Carrot (cooked) – 44% DV per serving

1 medium carrot: 392 mcg (44% DV) 100 grams: 852 mcg (95% DV)

Sweet Red (Green) Pepper – 29% DV per serving

1 large pepper: 257 mcg (29% DV) 100 grams: 157 mcg (17% DV)

Swiss Chard (green) – 16% DV per serving

1 leaf: 147 mcg (16% DV) 100 grams: 306 mcg (34% DV)

Spinach (green) – 16% DV per operation

1 cup: 141 mcg (16% DV) 100 grams: 469 mcg (52% DV)

Romaine Lettuce (green) – 14% DV per operation

1 large leaf: 122 mcg (14% DV) 100 grams: 436 mcg (48% DV)

Top 10 Fruits in Provitamin A

Provitamin A usually has more vegetables than fruit. But a few types of fruit offer good prices, as shown below.

Mango – 20% DV per operation

One medium mango: 181 mcg (20% DV) 100 grams: 54 mcg (6% DV)

Cantaloupe – 19% DV per serving

1 medium cantaloup: 172 mcg line (19% DV) 100 grams: 169 mcg (19% DV)

Pink or Red Grapefruit – 16% DV per performance

Medium grapefruit: 143 mcg (16% DV) 100 grams: 58 mcg (6% DV)

Watermelon – 9% DV per serving

1 watermelon: 80 mcg line (9% DV) 100 grams: 28 mcg (3% DV)

Papaya – 8% DV per operation

1 Medium papaya: 74 mcg (8% DV) small papaya 100 grams: 47 mcg (5% DV)

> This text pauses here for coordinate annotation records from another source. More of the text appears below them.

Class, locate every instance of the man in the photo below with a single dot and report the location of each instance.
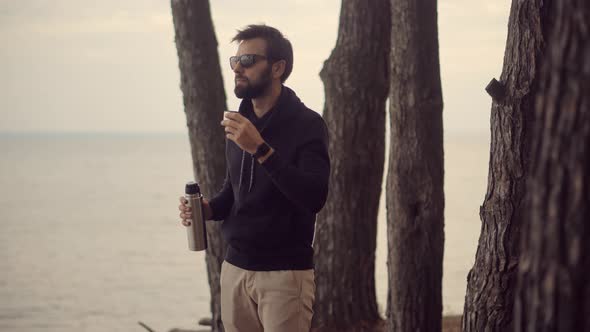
(277, 181)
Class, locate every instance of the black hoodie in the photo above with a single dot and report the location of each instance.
(269, 209)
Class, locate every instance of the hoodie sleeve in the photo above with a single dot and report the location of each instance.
(222, 203)
(304, 182)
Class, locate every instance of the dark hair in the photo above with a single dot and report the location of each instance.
(277, 46)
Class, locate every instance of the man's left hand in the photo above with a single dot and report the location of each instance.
(241, 131)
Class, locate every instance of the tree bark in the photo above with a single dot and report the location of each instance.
(553, 292)
(415, 198)
(204, 103)
(492, 280)
(355, 78)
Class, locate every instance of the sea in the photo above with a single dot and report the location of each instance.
(90, 238)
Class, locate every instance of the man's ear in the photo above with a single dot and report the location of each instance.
(278, 68)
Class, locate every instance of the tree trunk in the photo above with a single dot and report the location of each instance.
(415, 198)
(204, 103)
(492, 280)
(553, 292)
(356, 83)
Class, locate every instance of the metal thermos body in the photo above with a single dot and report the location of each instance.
(197, 232)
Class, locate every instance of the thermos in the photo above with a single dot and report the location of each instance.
(197, 233)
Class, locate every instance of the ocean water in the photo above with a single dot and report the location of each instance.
(90, 238)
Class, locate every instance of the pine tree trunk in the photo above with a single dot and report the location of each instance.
(415, 198)
(492, 280)
(204, 103)
(553, 292)
(356, 83)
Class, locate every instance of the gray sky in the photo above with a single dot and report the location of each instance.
(111, 66)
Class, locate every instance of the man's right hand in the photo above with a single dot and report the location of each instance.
(185, 211)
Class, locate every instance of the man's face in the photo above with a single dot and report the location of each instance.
(254, 81)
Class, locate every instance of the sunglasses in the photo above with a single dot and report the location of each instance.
(245, 60)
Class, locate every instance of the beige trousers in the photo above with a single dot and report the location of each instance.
(270, 301)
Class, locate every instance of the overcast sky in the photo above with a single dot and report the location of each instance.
(111, 66)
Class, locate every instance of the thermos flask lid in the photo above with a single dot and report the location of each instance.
(192, 188)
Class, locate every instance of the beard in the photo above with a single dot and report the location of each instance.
(256, 89)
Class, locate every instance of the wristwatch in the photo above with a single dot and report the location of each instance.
(261, 151)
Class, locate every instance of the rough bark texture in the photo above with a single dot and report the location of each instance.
(204, 103)
(355, 77)
(415, 199)
(553, 291)
(492, 280)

Apricots – 4% DV per serving

1 medium apricot: 34 mcg (4% DV) 100 grams: 96 mcg (11% DV)

Tangerine – 3% DV per serving

1 medium tangerine: 30 mcg (3% DV) 100 grams: 34 mcg (4% DV)

Nectarine – 3% DV per operation

Medium nectarine: 24 mcg (3% DV) 100 grams: 17 mcg (2% DV)

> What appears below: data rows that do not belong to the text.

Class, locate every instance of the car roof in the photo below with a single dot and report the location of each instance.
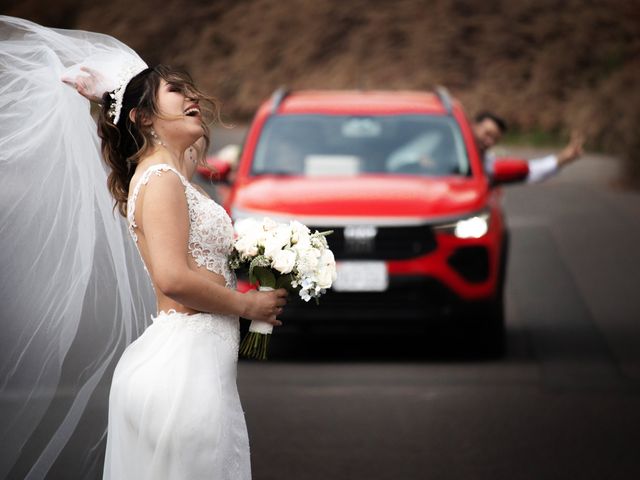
(369, 102)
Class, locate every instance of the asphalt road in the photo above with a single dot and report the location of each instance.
(564, 403)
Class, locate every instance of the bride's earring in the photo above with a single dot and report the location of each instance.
(156, 138)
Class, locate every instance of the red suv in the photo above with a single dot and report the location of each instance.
(418, 227)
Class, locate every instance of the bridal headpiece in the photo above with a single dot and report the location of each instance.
(104, 72)
(126, 74)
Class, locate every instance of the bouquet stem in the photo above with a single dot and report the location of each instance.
(256, 342)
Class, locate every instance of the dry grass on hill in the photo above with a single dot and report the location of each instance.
(546, 65)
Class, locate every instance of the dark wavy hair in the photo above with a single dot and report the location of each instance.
(125, 143)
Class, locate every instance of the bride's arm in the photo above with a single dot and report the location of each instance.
(165, 224)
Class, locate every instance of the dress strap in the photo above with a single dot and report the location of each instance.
(144, 179)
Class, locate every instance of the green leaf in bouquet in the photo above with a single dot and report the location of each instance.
(259, 261)
(265, 276)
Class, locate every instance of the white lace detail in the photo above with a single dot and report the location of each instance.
(227, 327)
(211, 232)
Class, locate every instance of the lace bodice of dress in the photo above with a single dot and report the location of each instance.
(210, 230)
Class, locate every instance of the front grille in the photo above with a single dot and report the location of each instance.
(407, 297)
(471, 262)
(389, 243)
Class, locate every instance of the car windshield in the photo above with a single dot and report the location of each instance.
(339, 145)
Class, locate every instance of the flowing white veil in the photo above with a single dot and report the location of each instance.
(73, 291)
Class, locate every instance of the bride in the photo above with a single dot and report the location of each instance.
(174, 411)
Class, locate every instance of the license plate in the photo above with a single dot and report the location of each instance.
(361, 277)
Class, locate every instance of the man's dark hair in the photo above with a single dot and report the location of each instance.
(502, 125)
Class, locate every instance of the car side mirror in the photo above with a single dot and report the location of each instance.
(509, 170)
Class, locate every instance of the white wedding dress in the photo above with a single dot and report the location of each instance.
(174, 410)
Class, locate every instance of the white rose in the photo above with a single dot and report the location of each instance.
(247, 246)
(277, 239)
(307, 260)
(284, 261)
(298, 231)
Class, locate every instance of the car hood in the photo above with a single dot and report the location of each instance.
(362, 196)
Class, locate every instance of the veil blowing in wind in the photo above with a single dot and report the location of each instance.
(73, 290)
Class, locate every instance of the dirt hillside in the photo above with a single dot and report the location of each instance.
(546, 65)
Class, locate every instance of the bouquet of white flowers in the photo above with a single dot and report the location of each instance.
(280, 255)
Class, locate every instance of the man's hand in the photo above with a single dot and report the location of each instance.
(573, 150)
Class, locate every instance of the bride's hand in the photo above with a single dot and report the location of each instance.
(265, 306)
(90, 86)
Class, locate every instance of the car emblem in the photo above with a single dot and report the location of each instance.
(360, 238)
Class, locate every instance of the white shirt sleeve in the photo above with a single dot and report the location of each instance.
(542, 168)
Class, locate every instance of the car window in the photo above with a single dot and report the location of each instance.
(339, 145)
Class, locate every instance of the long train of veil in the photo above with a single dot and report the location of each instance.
(73, 292)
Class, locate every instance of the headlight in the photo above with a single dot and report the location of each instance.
(471, 227)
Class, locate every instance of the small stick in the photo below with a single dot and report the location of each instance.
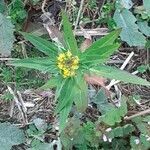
(79, 13)
(117, 81)
(138, 114)
(122, 68)
(16, 101)
(43, 5)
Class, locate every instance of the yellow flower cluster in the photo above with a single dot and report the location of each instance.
(67, 64)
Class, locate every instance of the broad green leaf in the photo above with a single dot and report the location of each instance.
(117, 74)
(64, 115)
(99, 55)
(121, 131)
(6, 35)
(51, 83)
(42, 64)
(66, 95)
(68, 34)
(124, 4)
(2, 6)
(146, 4)
(10, 135)
(80, 96)
(144, 28)
(41, 44)
(103, 42)
(145, 142)
(130, 34)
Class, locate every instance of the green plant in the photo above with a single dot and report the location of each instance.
(6, 36)
(10, 135)
(68, 65)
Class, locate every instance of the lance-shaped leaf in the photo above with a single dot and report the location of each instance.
(42, 64)
(69, 36)
(52, 82)
(114, 73)
(64, 115)
(103, 42)
(80, 98)
(41, 44)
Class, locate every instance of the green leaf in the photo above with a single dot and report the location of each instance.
(66, 95)
(42, 64)
(117, 74)
(2, 6)
(64, 115)
(144, 28)
(68, 34)
(103, 42)
(51, 83)
(10, 135)
(99, 55)
(41, 44)
(6, 35)
(146, 4)
(80, 95)
(130, 34)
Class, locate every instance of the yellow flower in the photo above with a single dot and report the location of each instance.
(61, 57)
(68, 54)
(67, 64)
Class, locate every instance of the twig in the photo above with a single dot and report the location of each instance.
(92, 32)
(17, 102)
(117, 81)
(113, 82)
(43, 6)
(79, 13)
(138, 114)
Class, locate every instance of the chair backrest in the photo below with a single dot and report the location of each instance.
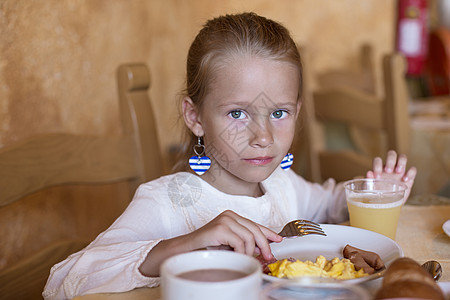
(58, 191)
(358, 109)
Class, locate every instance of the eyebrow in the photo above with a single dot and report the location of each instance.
(245, 104)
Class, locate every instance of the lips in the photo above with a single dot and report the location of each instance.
(259, 161)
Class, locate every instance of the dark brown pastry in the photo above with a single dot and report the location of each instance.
(406, 278)
(371, 258)
(359, 262)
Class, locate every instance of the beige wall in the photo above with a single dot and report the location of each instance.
(58, 58)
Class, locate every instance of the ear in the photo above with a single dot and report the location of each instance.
(191, 116)
(299, 105)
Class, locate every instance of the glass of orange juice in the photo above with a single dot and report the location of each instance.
(375, 204)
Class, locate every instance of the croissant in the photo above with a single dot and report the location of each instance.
(406, 278)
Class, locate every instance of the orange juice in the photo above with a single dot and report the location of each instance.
(376, 214)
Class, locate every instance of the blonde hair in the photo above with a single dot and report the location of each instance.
(219, 40)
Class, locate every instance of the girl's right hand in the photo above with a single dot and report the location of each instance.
(241, 234)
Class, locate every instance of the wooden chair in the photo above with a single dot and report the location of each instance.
(355, 108)
(59, 191)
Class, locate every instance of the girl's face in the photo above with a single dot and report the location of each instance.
(248, 120)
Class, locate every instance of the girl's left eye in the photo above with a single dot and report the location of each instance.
(279, 114)
(237, 114)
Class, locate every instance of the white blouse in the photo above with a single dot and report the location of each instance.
(177, 204)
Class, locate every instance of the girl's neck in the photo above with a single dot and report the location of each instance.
(233, 185)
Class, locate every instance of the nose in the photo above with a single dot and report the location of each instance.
(261, 133)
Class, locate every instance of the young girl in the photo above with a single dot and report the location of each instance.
(244, 81)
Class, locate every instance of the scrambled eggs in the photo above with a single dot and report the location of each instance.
(335, 268)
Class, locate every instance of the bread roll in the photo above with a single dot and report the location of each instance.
(406, 278)
(409, 289)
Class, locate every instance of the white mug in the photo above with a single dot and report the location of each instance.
(179, 280)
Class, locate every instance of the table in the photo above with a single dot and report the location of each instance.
(419, 233)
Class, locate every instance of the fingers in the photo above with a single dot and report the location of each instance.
(394, 168)
(239, 233)
(377, 167)
(410, 175)
(391, 161)
(255, 236)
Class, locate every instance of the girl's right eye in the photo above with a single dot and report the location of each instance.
(237, 114)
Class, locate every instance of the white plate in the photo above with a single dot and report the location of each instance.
(446, 227)
(338, 236)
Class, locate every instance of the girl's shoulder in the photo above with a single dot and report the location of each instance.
(170, 181)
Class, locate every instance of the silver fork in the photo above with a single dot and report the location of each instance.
(300, 228)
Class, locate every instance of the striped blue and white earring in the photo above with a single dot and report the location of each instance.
(199, 163)
(287, 161)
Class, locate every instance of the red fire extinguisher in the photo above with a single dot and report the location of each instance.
(412, 34)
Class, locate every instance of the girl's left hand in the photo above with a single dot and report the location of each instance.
(395, 169)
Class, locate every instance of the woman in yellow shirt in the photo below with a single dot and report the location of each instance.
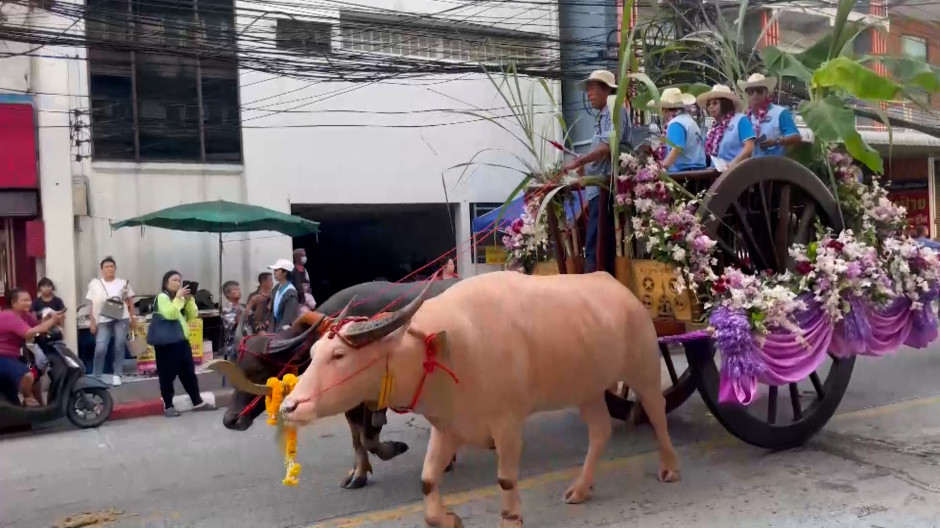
(175, 303)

Guava – 2% DV per operation

1 medium guava: 17 mcg (2% DV) 100 grams: 31 mcg (3% DV)

Passion Fruit – 1% DV per serving

1 medium fruit: 12 mcg (1% DV) 100 grams: 64 mcg (7% DV)

How do you meet your vitamin A requirements?

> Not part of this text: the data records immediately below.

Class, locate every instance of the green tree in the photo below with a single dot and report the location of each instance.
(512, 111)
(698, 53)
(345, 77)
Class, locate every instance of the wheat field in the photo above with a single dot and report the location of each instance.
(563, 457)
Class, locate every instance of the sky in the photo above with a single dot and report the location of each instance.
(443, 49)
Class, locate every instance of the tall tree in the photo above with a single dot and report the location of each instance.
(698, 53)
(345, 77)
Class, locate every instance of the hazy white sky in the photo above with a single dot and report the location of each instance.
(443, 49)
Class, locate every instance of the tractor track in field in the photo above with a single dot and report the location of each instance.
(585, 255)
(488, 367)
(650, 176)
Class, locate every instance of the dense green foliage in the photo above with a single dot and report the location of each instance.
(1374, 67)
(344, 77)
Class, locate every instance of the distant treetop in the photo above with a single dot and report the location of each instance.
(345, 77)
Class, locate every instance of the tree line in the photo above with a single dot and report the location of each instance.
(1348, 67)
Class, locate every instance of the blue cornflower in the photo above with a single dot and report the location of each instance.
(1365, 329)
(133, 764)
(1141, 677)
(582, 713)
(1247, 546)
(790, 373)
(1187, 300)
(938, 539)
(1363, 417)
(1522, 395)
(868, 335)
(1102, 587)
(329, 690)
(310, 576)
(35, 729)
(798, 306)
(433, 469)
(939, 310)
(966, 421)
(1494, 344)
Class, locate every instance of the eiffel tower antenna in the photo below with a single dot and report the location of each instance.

You can easily meet your vitamin A requirements by eating some of the foods listed in this article regularly. Many foods contain vitamin A with cereals, margarine, and dairy products.

As vitamin A is fat-soluble, it is more efficiently absorbed into the bloodstream when eaten with fatty foods. Most animal-rich foods rich in vitamin A are also high in fat, but the same does not apply to most plant sources of vitamin A.

You can improve your absorption of provitamin A from plant sources by adding an oil dash to your salad.

However, as mentioned above, some people have a genetic mutation that makes the conversion of provitamin A to vitamin A much less efficient.

For this reason, vegans should take supplements or make sure to eat plenty of fruits and vegetables listed above.

Fortunately, foods rich in vitamin A usually come easily and are a great addition to most healthy diets.

Why You Need Vitamin A

Vitamin A is important for your health in many ways. Your body is unable to produce vitamin A from scratch, making it an important micronutrient. That means you need to get this vitamin in your diet. On average, adults need between 700 and 900 micrograms (mcg) of vitamin A daily to avoid deficiency.

Vitamin A plays an important role in many-body systems, including:

Eye Health

Vitamin A is so important to your eyes that it is also known as “retinol,” after the word “retina.” An adequate Vitamin A diet helps maintain the health of your retinas and helps prevent age-related macular degeneration.

Defense Health

Your immune system is a complex group of various cells that keep you healthy. Vitamin A plays a vital role in helping these cells to communicate and regulate themselves.

Reproductive Health

Vitamin A helps with many aspects of the human reproductive system. Getting enough vitamins in your diet helps prevent birth defects and reduces the risk of miscarriage.


Which fruit is rich in vitamin A?

You can also get vitamin A by including good sources of beta-carotene in your diet, as the body can convert this into retinol. The main food sources of beta-carotene are yellow, red, and green (leafy) vegetables, such as spinach, carrots, sweet potatoes, and red peppers. yellow fruit, such as mango, papaya, and apricots.

Are eggs a good source of vitamin A?

Eggs are also high in vitamin A, which deserves another mention here. Vitamin A deficiency is the most common cause of blindness in the world. Summary The antioxidants lutein and zeaxanthin are very important for eye health and can help prevent macular degeneration and cataracts. Eggs are high in both of them.

Are carrots high in vitamin A?

Carrots are an excellent source of vitamin A in the form of beta carotene. They are also a good source of several B vitamins, as well as vitamin K and potassium.